Telephone: +46-31-3423572
Received: January 24, 2017
Peer-review started: February 8, 2017
First decision: April 17, 2017
Revised: June 30, 2017
Accepted: July 14, 2017
Article in press: July 17, 2017
Published online: August 26, 2017

To investigate whether human embryonic stem cells (hESCs) could be made to attach, grow and differentiate on a human Descemet’s membrane (DM).


Spontaneously differentiated hESCs were transferred onto a human corneal button with the endothelial layer removed using ocular sticks. The cells were cultured on a DM for up to 15 d. The genetically engineered hESC line expressed green fluorescent protein, which facilitated identification during the culture experiments, tissue preparation, and analysis. To detect any differentiation into human corneal endothelial-like cells, we analysed the transplanted cells by immunohistochemistry using specific antibodies.


We found transplanted cells form a single layer of cells with a hexagonal shape in the periphery of the DM. The majority of the cells were negative for octamer-binding transcription factor 4 but positive for paired box 6 protein, sodium potassium adenosine triphosphatase (NaKATPase), and Zona Occludens protein 1. In four of the 18 trials, the transplanted cells were found to express CK3, which indicates that the stem cells differentiated into corneal epithelial cells in these cases.

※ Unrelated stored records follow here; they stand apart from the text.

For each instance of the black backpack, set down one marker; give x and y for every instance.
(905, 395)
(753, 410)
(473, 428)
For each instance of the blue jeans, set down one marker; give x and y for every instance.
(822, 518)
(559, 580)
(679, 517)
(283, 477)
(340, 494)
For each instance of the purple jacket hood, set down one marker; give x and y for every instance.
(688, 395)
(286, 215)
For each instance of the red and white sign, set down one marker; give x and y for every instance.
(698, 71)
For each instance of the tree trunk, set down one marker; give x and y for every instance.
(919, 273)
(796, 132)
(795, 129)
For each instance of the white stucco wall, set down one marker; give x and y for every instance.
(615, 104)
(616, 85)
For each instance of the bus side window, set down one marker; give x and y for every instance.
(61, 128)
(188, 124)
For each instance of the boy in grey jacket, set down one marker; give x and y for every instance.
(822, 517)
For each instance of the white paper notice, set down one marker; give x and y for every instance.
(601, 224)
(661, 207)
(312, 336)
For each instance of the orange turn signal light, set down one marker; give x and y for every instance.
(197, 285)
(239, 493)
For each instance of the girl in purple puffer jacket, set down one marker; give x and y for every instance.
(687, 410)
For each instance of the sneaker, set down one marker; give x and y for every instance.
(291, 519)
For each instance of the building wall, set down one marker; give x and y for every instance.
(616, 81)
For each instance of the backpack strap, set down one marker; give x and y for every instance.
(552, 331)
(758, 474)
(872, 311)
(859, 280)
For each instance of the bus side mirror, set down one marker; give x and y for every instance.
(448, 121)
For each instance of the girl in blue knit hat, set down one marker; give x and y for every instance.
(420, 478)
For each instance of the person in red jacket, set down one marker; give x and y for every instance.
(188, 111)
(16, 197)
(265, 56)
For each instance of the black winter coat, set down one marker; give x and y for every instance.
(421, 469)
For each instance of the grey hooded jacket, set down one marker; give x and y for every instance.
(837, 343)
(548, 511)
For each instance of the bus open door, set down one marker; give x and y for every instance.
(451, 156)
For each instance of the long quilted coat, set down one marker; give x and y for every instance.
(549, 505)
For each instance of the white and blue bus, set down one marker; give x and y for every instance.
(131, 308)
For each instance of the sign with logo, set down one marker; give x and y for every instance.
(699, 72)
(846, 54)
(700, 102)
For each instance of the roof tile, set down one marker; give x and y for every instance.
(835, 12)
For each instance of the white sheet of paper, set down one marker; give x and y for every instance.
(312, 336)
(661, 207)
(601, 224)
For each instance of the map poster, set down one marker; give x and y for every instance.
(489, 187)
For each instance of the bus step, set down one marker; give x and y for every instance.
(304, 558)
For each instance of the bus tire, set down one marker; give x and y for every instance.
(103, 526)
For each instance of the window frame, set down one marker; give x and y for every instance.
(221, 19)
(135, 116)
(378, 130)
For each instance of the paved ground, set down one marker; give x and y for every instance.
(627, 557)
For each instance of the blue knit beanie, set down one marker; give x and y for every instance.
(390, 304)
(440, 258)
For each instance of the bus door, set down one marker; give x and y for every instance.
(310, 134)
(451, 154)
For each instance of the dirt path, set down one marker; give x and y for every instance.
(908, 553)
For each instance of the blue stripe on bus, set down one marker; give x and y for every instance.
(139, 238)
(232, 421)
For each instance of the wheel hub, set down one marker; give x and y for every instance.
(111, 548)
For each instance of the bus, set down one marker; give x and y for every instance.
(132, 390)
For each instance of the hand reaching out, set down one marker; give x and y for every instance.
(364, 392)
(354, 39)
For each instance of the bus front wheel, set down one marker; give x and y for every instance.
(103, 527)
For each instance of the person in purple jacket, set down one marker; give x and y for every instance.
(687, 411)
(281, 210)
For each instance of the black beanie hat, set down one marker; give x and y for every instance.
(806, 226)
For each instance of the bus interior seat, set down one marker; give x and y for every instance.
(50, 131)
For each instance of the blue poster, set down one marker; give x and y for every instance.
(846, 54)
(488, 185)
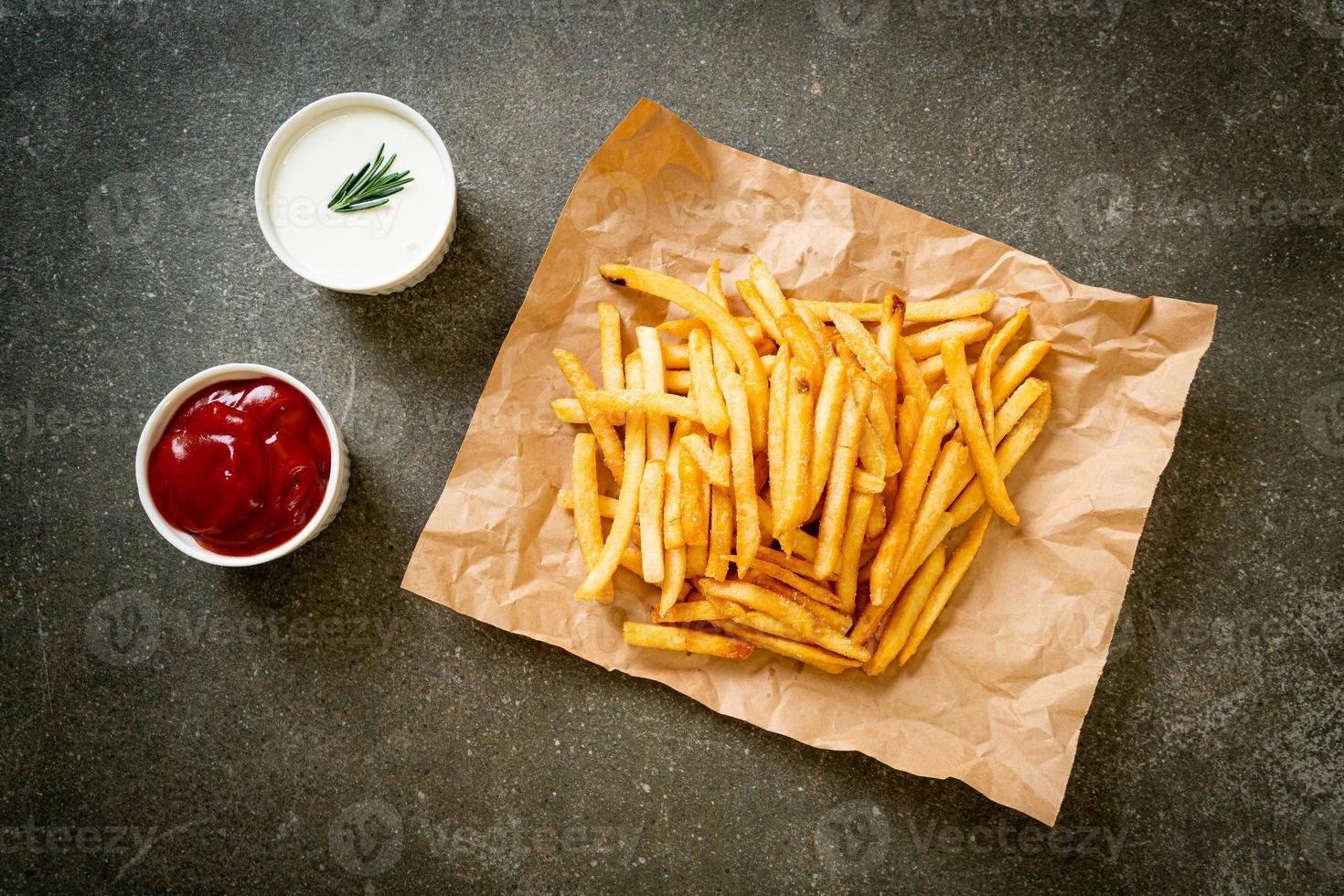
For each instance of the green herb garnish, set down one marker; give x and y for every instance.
(369, 187)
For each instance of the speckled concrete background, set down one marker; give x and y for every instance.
(308, 726)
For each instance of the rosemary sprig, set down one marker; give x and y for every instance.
(369, 187)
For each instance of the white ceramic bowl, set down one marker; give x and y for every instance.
(299, 123)
(337, 483)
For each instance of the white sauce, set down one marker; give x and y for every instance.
(369, 248)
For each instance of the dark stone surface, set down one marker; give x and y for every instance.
(306, 724)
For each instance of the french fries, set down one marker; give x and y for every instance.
(789, 480)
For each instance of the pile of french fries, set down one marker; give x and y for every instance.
(795, 480)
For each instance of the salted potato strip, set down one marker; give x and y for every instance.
(768, 286)
(588, 517)
(785, 610)
(646, 635)
(777, 430)
(1011, 450)
(613, 357)
(912, 483)
(857, 524)
(692, 610)
(598, 402)
(628, 506)
(613, 454)
(568, 410)
(806, 653)
(860, 343)
(722, 324)
(743, 470)
(695, 517)
(655, 380)
(912, 601)
(957, 566)
(981, 382)
(651, 521)
(797, 455)
(683, 326)
(948, 309)
(707, 394)
(755, 301)
(841, 477)
(800, 583)
(826, 423)
(968, 418)
(674, 578)
(715, 466)
(930, 341)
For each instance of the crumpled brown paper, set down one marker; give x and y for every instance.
(997, 695)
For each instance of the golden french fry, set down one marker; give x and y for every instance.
(791, 613)
(663, 404)
(777, 421)
(691, 610)
(707, 395)
(656, 423)
(866, 312)
(877, 520)
(803, 347)
(797, 446)
(722, 324)
(755, 301)
(1011, 450)
(826, 422)
(603, 429)
(930, 341)
(914, 478)
(695, 518)
(720, 532)
(867, 483)
(795, 564)
(645, 635)
(674, 578)
(568, 410)
(768, 286)
(907, 426)
(609, 340)
(1018, 368)
(912, 383)
(841, 477)
(651, 521)
(957, 566)
(884, 430)
(968, 418)
(981, 383)
(948, 309)
(717, 466)
(588, 518)
(683, 326)
(628, 506)
(743, 470)
(672, 535)
(811, 655)
(860, 343)
(907, 610)
(800, 583)
(847, 587)
(818, 331)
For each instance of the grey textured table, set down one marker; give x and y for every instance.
(308, 726)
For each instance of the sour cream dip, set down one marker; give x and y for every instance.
(372, 251)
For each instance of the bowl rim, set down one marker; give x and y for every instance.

It is possible to get cells originating from hESCs to become established on a human DM, where they grow and differentiate into corneal endothelial-like cells in vitro.

Keywords: Embryonic stem cells, Cornea, Descemet’s membrane, Endothelium, Immunohistochemistry

Core tip: This is the first report on the interaction between human embryonic stem cells (hESCs) and the inner parts of the human cornea. When hESCs were transplanted onto Descemet’s membrane (DM) in vitro we found that they were able to attach to and grow on DM in a single cell layer. Furthermore, the stem cells changed their morphology from small round cells to flat hexagonal cells. The transplanted hESCs also started to express the proteins paired box 6, Zona Occludens protein 1 and sodium potassium adenosine triphosphatase (NaKATPase), which also are expressed in human corneal endothelial cells.